A través de las revistas podemos adivinar el genio de Mauriac, de Bernanos o de Julien Green. Pero el verdadero secreto comienza más lejos: allí donde cada uno de nosotros se debate con las tinieblas, allí donde cada cual intenta escapar a la muerte, en este umbral de nuestra verdadera morada interior, «ese umbral en el que el hombre nace a la finitud» (Freud). Aquí, ya no se puede expresar el secreto, no porque sea algo indiscreto, sino porque es el de la persona.

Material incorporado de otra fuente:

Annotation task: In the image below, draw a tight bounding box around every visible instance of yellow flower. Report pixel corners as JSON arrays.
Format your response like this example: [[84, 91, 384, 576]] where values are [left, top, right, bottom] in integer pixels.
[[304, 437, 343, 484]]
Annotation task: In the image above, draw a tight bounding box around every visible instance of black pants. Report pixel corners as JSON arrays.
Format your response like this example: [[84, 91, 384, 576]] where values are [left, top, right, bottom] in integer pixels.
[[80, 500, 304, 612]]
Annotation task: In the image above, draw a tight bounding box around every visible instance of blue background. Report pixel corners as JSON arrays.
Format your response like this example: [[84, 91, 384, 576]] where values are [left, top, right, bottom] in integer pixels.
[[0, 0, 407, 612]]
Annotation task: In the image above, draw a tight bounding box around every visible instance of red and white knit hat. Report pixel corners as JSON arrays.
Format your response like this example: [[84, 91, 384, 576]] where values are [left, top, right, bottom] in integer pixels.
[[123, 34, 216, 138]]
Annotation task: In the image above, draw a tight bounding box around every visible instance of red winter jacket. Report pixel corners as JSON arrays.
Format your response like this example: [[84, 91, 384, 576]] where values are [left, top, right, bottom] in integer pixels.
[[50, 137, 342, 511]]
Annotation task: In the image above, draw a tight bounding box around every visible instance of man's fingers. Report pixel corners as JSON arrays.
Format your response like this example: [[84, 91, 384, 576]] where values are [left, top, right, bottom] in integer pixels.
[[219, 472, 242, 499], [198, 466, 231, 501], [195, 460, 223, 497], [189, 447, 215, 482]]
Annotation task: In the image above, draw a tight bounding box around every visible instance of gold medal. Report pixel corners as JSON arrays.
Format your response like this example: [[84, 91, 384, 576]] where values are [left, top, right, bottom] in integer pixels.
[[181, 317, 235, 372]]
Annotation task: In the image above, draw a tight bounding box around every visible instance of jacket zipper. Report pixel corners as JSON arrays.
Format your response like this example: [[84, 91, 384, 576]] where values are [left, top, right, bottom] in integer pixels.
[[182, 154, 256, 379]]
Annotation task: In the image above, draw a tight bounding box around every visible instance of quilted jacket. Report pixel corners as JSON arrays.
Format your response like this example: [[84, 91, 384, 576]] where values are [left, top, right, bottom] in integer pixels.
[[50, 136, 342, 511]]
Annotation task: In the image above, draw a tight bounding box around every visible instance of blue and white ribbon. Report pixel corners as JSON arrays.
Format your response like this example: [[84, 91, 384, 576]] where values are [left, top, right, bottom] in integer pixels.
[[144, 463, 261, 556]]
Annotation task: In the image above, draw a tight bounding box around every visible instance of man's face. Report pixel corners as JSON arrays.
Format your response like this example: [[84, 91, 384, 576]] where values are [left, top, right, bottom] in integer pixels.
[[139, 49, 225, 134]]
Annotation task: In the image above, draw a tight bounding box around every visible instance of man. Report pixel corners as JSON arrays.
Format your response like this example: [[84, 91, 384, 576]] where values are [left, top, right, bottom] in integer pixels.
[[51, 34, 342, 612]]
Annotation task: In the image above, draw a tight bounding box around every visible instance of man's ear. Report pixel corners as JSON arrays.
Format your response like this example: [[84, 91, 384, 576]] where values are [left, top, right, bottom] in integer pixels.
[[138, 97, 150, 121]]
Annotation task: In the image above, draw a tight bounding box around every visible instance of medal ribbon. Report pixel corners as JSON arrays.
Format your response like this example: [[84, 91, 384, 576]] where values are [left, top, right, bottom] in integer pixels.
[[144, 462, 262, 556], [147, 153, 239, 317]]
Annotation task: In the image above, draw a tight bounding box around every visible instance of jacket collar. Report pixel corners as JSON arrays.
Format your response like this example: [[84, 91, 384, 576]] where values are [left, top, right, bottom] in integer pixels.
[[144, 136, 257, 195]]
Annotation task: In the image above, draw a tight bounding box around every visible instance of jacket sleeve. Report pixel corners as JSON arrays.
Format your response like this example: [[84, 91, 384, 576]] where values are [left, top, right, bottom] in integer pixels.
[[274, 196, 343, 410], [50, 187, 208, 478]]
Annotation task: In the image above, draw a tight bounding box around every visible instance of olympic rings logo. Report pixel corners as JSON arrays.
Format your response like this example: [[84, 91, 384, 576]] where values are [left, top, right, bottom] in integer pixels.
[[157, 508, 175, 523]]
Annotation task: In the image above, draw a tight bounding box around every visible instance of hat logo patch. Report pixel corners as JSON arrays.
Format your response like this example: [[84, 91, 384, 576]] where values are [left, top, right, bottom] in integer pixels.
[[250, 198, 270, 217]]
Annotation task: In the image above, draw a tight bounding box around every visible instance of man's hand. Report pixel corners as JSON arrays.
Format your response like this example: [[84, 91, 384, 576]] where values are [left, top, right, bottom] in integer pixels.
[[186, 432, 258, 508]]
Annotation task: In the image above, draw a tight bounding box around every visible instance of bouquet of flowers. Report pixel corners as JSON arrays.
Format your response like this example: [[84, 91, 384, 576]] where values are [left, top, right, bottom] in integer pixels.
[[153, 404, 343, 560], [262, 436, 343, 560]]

La iglesia ha precisado siempre que, en el pecado, la ruptura de la amistad entre las personas (los efectos de la culpa) era más grave que el desorden y los estragos causados por el pecado (los efectos de la pena). Los periódicos describen cada día los efectos de la pena. ¿Pero quién podrá expresar el secreto de los efectos de la culpa? Un día, un príncipe dijo a un poeta: «Dime lo que deseas y te lo daré». «Dadme todo lo que queráis, señor, excepto vuestro secreto».

Para decir este secreto habría que ponerse en lugar de Dios. Ahora bien, con la parábola del hijo pródigo, se ha dicho todo lo que podría decirse. Y sin embargo, un sacerdote puede quizás tratar de preguntarse a sí mismo: ¿cuál es la experiencia de un confesor que al mismo tiempo es pecador, como todos sus hermanos? ¿cuál es la experiencia del «confesor-confesado»? Sin pretender decir lo indecible, no renuncio a aproximarme al secreto. «Creer en el perdón de los pecados, es la crisis definitiva por la que un hombre se hace espíritu; el que no cree en él, no es espíritu» (Kierkegaard).

Cinco proposiciones me van a ayudar a resumir el verdadero secreto de la confesión:

1) Nadie puede verse libre de la náusea.

2) Nadie participa en la salvación si no se despoja de sí mismo.

3) Buscamos todas las coartadas para un sacramento en rebajas.

4) Si estamos invitados a salir de la obsesión, no lo estamos a salir de la culpabilidad.

5) Nada peor que pretender quedar dispensado de la confesión.